En este periodo de tiempo descubren que aunque un tercio de las compañías suecas están dirigidas por mujeres, únicamente entre un 13% y 18% de las que reciben financiación, tienen a una como CEO o fundadora. Y este dato aunque es sorprendente, empeora cuando los investigadores analizan el lenguaje empleado a la hora de valorar los distintos proyectos.

Así por ejemplo la juventud de un emprendedor suele ser calificada de “prometedora”, mientras que si se trata de una mujer joven, se dice que “no tiene experiencia”. Si el hombre se muestra prudente se afirma que es “sensato y realista” mientras que si es la mujer la que es prudente se afirma “que es demasiado prudente y tiene miedo a arriesgarse”.

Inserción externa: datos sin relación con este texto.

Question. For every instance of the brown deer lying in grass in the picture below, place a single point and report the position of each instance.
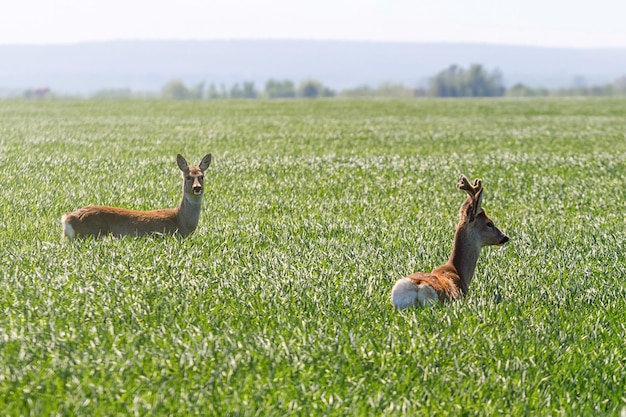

De la mujer suelen repetirse estereotipos como “entusiasta pero débil”, “experimentada pero demasiado conservadora” o “visionaria pero sin conocimiento del mercado”. Para el hombre en cambio la falta de experiencia nunca parece ser un problema. Pese a este defecto el hombre es “extremadamente capaz”, “un innovador competente” o incluso “agresivo pero buen emprendedor”.

Por supuesto todos estos estereotipos juegan un papel decisivo a la hora de decidir quién obtiene financiación y a quién se le niega. En este sentido el estudio llevado a cabo por HBR muestra cómo las empresas encabezadas por mujeres obtuvieron de media el 25% del capital demandado, mientras que en el caso de las masculinas, el capital ascendió al 52%. Incluso en los fondos públicos, normalmente mucho más generosos a la hora de aprobar proyectos, se constata esta tendencia. En este caso basta el 53% de las startups encabezadas por mujeres fueron rechazadas de plano, mientras que en el caso de las empresas capitaneadas por hombres, el índice de rechazo bajó hasta el 38%.

Y esto repetimos una vez más, es la situación de Suecia, uno de los países en teoría más comprometidos con la igualdad de oportunidades. Sería muy interesante conocer qué resultados obtendríamos si realizásemos este estudio en España.